With high credit flow to the NBFCs from the banking sector, the growth in assets under management (AUM) for the NBFCs is also expected to remain robust at 14-16% for FY2024 compared to our earlier estimates of 13-15%. With higher base and expectation of a tighter liquidity, the growth in NBFC AUM is expected to moderate to 13-15% in FY2025.
Commenting further, Mr. A M Karthik, Senior Vice President, ICRA said: “Within the NBFCs, the retail AUM of NBFCs (excluding HFCs) is expected to witness a growth of 21-23% for FY2024 and moderate to 17-19% for FY2025. The NBFC-HFCs and NBFC-infra sectors are expected to witness an AUM growth of 12-14% and 10-12% in FY2024 as well as FY2025 each respectively.”

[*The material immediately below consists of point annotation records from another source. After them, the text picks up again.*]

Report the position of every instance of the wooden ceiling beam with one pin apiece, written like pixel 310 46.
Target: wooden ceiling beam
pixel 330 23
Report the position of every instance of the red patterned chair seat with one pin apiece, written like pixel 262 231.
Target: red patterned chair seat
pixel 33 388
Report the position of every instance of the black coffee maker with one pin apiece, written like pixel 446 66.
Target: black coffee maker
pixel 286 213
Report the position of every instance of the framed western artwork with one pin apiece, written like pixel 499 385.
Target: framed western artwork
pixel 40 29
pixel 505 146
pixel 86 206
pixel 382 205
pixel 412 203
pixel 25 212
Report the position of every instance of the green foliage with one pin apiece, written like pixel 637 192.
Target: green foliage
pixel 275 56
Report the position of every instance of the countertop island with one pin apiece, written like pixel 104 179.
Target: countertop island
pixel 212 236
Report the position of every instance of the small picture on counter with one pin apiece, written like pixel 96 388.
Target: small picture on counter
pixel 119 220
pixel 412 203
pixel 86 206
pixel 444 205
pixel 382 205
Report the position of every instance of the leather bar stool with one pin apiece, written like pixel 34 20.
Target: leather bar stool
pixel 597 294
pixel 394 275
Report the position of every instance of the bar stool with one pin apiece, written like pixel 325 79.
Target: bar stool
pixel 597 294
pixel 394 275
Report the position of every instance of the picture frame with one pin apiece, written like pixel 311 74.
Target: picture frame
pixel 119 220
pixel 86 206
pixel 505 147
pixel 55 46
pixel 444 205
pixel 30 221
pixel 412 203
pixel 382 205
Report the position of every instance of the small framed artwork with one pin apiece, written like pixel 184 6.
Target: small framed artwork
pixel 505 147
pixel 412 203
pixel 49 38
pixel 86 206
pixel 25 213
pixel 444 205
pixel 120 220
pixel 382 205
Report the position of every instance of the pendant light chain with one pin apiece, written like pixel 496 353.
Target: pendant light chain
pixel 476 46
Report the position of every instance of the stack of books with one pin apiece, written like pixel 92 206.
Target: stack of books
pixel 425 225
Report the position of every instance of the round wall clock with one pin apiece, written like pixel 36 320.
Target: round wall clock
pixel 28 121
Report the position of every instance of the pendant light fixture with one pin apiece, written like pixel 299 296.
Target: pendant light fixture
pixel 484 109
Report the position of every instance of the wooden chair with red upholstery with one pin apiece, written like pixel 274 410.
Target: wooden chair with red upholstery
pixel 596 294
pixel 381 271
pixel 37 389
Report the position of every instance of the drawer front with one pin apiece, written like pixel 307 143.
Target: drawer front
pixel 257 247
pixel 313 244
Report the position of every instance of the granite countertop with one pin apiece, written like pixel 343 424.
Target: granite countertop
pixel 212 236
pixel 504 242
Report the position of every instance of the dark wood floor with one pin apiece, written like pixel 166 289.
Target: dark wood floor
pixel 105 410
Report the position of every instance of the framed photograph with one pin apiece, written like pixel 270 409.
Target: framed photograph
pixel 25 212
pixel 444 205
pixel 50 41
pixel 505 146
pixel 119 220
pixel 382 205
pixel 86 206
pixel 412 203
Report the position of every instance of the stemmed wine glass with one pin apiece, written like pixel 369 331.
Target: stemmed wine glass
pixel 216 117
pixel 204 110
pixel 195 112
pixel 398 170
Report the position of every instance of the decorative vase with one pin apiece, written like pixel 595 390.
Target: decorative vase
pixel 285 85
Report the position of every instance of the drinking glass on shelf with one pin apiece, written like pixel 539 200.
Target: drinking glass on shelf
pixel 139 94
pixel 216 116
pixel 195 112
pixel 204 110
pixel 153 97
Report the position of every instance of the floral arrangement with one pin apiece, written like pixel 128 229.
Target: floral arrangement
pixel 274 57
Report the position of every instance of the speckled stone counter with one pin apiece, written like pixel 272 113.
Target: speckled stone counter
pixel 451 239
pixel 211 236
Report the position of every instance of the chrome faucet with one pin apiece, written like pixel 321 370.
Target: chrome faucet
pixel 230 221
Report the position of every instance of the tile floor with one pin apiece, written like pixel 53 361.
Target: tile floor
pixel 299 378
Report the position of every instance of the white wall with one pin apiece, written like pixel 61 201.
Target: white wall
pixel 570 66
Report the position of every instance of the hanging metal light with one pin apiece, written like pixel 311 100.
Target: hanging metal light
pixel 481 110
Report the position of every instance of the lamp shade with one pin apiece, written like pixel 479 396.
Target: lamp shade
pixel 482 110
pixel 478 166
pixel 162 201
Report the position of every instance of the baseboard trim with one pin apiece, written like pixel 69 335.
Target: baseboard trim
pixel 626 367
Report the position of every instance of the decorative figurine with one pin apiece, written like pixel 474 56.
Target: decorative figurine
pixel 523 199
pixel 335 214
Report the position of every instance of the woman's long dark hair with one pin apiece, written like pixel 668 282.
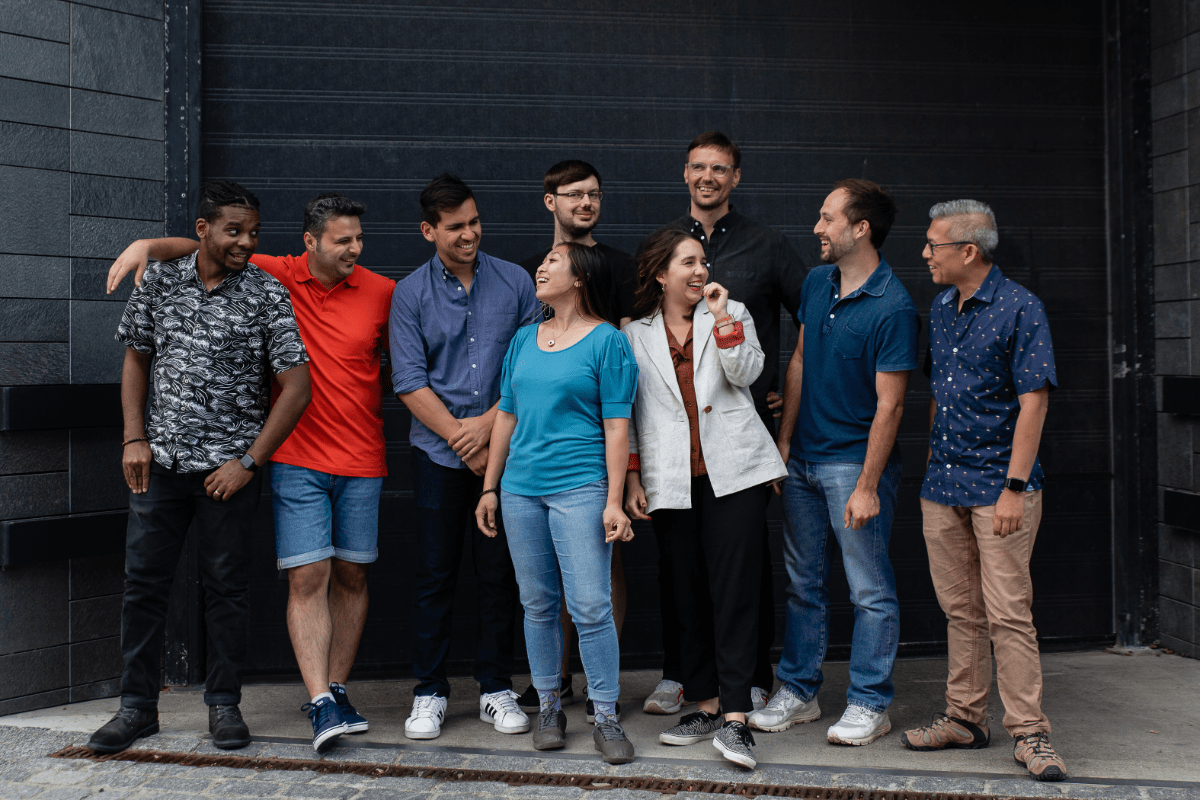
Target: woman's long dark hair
pixel 654 258
pixel 589 269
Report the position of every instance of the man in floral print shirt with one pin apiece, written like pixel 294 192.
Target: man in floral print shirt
pixel 991 370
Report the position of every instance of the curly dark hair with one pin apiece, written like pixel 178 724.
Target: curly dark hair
pixel 653 258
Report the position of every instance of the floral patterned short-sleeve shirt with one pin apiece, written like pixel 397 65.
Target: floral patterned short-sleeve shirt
pixel 214 356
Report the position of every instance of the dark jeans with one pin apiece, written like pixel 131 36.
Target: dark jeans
pixel 159 524
pixel 445 517
pixel 763 672
pixel 715 555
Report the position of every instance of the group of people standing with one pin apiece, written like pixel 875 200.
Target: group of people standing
pixel 549 414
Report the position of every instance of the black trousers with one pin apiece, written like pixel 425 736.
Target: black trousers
pixel 714 555
pixel 159 523
pixel 444 519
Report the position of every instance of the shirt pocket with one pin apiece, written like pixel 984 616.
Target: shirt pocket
pixel 851 344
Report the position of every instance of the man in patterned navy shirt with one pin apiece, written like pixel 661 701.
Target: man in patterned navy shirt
pixel 991 370
pixel 208 329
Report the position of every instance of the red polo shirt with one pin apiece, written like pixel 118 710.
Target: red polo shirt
pixel 343 329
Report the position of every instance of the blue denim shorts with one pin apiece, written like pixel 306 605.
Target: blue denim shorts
pixel 321 516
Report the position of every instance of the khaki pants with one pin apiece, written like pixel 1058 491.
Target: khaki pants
pixel 983 585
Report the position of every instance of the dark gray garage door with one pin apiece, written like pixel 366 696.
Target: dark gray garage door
pixel 995 101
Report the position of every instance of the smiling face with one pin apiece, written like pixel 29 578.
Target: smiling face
pixel 685 276
pixel 707 190
pixel 229 240
pixel 556 277
pixel 456 235
pixel 576 218
pixel 837 234
pixel 334 254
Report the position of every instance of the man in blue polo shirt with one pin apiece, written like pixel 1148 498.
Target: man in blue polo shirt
pixel 843 400
pixel 451 323
pixel 990 367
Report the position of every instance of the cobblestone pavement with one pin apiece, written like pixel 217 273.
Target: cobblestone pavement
pixel 25 773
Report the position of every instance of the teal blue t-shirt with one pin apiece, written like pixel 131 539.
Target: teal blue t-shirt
pixel 561 400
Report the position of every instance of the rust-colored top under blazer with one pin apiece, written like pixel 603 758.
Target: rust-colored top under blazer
pixel 343 329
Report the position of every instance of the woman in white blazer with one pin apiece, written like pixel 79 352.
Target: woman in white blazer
pixel 700 463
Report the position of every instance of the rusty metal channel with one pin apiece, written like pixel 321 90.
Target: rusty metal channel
pixel 589 782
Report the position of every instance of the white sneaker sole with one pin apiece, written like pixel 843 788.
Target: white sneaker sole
pixel 737 758
pixel 669 739
pixel 484 716
pixel 813 716
pixel 423 734
pixel 834 739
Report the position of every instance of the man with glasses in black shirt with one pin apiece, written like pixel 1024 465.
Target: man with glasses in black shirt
pixel 762 270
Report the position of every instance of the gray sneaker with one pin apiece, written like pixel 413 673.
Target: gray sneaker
pixel 691 728
pixel 612 743
pixel 551 731
pixel 735 743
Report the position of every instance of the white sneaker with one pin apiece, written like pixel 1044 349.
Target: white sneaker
pixel 425 721
pixel 666 698
pixel 502 710
pixel 783 711
pixel 859 726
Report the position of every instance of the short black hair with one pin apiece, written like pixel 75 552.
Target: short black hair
pixel 719 140
pixel 323 208
pixel 445 192
pixel 568 172
pixel 868 200
pixel 217 194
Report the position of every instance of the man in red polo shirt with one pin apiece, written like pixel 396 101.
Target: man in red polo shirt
pixel 328 475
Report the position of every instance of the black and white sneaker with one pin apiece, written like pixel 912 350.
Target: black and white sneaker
pixel 735 741
pixel 693 727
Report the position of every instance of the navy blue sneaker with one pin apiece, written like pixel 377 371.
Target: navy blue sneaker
pixel 327 722
pixel 354 721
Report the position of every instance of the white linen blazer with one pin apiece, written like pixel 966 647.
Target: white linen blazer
pixel 738 450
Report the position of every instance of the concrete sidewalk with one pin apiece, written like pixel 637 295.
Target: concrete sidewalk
pixel 1126 725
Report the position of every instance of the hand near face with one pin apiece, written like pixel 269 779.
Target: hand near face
pixel 717 296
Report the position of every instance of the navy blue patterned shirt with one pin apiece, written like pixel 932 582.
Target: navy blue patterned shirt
pixel 979 361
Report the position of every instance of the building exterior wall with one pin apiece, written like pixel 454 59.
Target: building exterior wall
pixel 1175 106
pixel 81 174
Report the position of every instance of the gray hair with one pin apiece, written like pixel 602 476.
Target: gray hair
pixel 970 221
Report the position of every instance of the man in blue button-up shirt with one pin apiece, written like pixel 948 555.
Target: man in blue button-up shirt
pixel 991 370
pixel 843 400
pixel 451 323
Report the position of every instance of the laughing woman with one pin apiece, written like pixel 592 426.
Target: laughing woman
pixel 701 461
pixel 557 467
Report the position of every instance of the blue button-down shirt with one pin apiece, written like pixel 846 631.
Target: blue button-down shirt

Furthermore, cumulative bond issuances registered a strong YoY growth of 17% during 9M FY2024 with issuances of Rs. 7.1 trillion (Rs. 6.1 trillion in 9M FY2023). Going forward, corporate bond issuances would find support from a combination of factors, including elevated cost of bank funding vis-à-vis bond pricing, particularly for the NBFCs, the largest issuers, following an increase in risk weights, higher demand for refinance from the AIFIs amid tight liquidity as well as the cooling-off of the yield on 10-year benchmark G-sec.
We expect the conditions for corporate bond issuances to remain conducive for both the issuers and the investors in the remainder of FY2024 and FY2025, which is likely to drive the bond issuance register with back-to-back years of record issuances at Rs. 9.6-9.9 trillion in FY2024 and Rs. 10.0-10.5 trillion in FY2025 against Rs. 8.7 trillion in FY2023. Given the increased supply corporate bond spreads, which continue to lag pre-pandemic levels, may also see a rise, which would attract investors. At these estimated levels, the overall corporate bond outstanding (estimated at Rs. 44.7 trillion as on December 31, 2023) would register a 5-7% YoY growth to Rs. 45.2-45.5 trillion by March 2024 and Rs. 47.7-48.5 trillion by March 2025.